TIME Vietnam

Vietnamese Protesters Torch Factories in Anti-China Unrest

In a sign of growing anti-Beijing sentiment, Vietnamese demonstrators set fire to 15 Taiwan-, South Korean– and other foreign-owned factories because they mistook them for Chinese enterprises

If you are going to torch a factory in a fit of nationalism, make sure you get the right factory. That’s the lesson for thousands of Vietnamese who swarmed a Singapore-run industrial park in southern Vietnam late Tuesday. The demonstrators turned arsonists set fire to 15 foreign-owned factories, reports the Associated Press, including some that were Taiwan- or South Korean–owned. Many other businesses were trashed.

The rioting followed largely peaceful protests by some 20,000 Vietnamese in Binh Duong province late Tuesday. On Wednesday morning, people on motorcycles rode through the area carrying Vietnamese flags, AP noted. One witness said foreign-owned enterprises were now hanging up pro-Vietnamese banners. “We love Vietnam,” read one.

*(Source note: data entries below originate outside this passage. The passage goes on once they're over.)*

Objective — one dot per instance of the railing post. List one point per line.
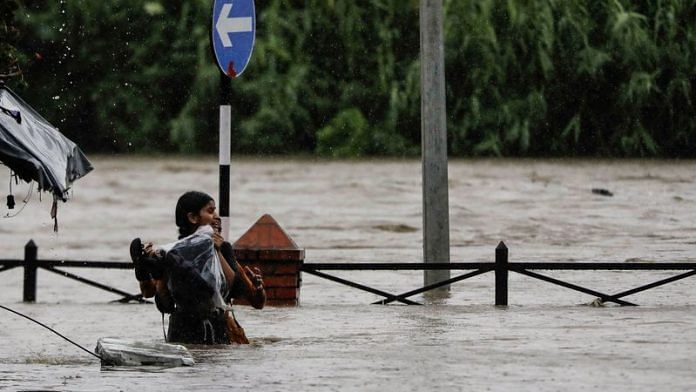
(501, 272)
(30, 253)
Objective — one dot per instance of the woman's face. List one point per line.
(206, 216)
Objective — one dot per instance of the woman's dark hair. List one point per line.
(191, 201)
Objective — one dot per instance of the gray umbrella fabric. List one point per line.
(35, 150)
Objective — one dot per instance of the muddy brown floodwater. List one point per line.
(360, 211)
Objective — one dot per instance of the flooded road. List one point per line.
(370, 211)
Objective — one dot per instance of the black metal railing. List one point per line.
(32, 263)
(501, 267)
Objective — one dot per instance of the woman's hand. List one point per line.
(217, 240)
(149, 249)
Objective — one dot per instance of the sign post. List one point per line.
(434, 142)
(233, 35)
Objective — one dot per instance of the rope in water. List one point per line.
(50, 329)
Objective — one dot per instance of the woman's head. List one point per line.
(194, 209)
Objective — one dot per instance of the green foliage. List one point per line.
(9, 56)
(341, 77)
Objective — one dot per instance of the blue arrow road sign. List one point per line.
(234, 30)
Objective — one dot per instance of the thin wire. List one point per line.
(50, 329)
(25, 202)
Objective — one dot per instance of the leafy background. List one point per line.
(341, 77)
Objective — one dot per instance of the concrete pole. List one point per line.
(434, 141)
(224, 156)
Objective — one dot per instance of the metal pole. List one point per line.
(224, 155)
(434, 142)
(30, 253)
(501, 272)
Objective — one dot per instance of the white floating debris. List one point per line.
(123, 352)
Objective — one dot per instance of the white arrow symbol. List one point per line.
(226, 25)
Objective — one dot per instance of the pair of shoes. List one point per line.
(138, 256)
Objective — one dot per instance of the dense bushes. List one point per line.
(341, 77)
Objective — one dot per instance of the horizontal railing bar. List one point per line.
(518, 265)
(72, 263)
(604, 297)
(432, 286)
(603, 266)
(401, 266)
(362, 287)
(393, 266)
(97, 284)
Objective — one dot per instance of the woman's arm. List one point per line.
(253, 286)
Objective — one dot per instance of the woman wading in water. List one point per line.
(196, 278)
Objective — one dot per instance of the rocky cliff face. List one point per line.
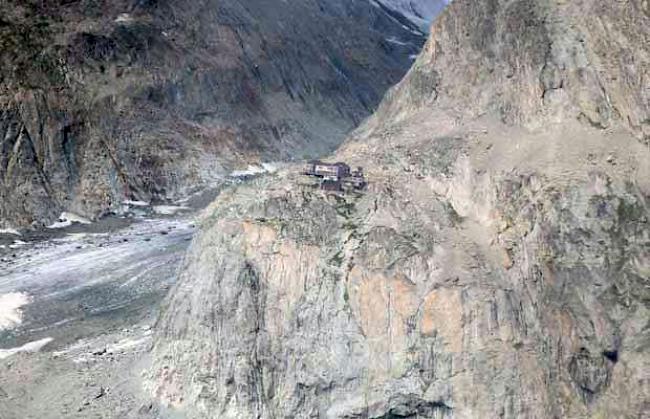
(497, 266)
(101, 101)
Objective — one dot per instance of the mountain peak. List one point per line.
(534, 62)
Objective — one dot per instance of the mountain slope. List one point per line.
(497, 265)
(419, 12)
(102, 101)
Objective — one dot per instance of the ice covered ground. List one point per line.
(419, 12)
(82, 284)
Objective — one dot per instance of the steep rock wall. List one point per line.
(102, 101)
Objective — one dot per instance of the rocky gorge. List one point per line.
(105, 101)
(496, 267)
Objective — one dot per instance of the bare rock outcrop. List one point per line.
(496, 267)
(106, 100)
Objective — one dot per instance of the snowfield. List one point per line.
(420, 12)
(10, 313)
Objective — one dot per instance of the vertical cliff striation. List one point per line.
(496, 267)
(106, 100)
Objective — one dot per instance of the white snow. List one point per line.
(136, 203)
(169, 209)
(256, 169)
(66, 219)
(420, 12)
(30, 347)
(126, 344)
(16, 244)
(124, 18)
(10, 313)
(396, 41)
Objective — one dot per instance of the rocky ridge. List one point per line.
(497, 266)
(148, 100)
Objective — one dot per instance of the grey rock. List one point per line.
(505, 274)
(102, 101)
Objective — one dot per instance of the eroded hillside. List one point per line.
(496, 267)
(102, 101)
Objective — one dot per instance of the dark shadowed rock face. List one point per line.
(496, 267)
(102, 100)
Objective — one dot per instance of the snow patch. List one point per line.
(169, 209)
(10, 313)
(30, 347)
(254, 170)
(136, 203)
(16, 244)
(66, 219)
(10, 231)
(127, 344)
(419, 12)
(124, 18)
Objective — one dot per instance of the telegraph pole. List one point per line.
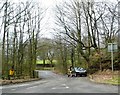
(119, 29)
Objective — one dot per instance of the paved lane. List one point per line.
(53, 83)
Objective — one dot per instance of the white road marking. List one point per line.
(62, 86)
(13, 86)
(66, 87)
(13, 89)
(31, 87)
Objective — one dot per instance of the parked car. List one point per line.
(78, 72)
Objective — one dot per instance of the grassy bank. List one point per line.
(107, 77)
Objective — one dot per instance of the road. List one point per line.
(53, 83)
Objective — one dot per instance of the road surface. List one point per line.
(53, 83)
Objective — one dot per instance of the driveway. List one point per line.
(54, 83)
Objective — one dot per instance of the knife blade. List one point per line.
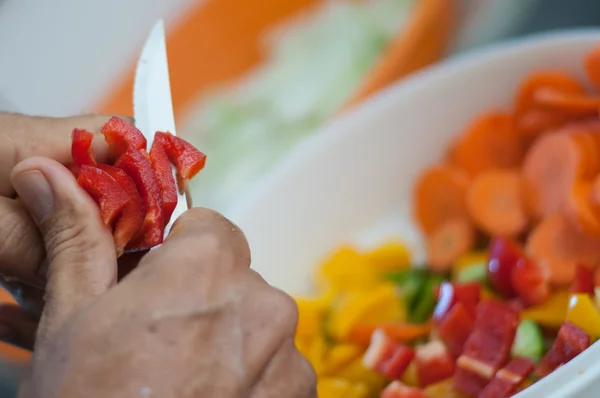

It is still unclear if anybody was hurt in the melee, but the injuries to business could be steep: the chairwoman of the Council of Taiwanese Chamber of Commerce in Vietnam told Reuters the cost to Taiwan companies would be billions of dollars.

For the rest of us, the incident serves as a reminder of just how quickly a Sino-Vietnamese spat can escalate. Tuesday night’s riot started as a demonstration against China’s May 1 deployment of a massive oil rig in waters claimed by both sides. Over the past few days, there have been several skirmishes between ships from both sides, and protests across the Vietnam. On Sunday, Vietnam’s Prime Minister accused China of “brazenly” triggering the dispute.

But strong words will not be enough to dissuade Beijing. The current maritime standoff is not just about the oil rig, but unresolved territorial claims in the South China Sea. Otherwise solid ties between China and Vietnam have, for the most part, kept conflict at bay. That Vietnam’s otherwise restrictive ruling party is letting people protest shows a new willingness to speak up. But the torching of foreign-owned factories was certainly not the outcome they hoped for.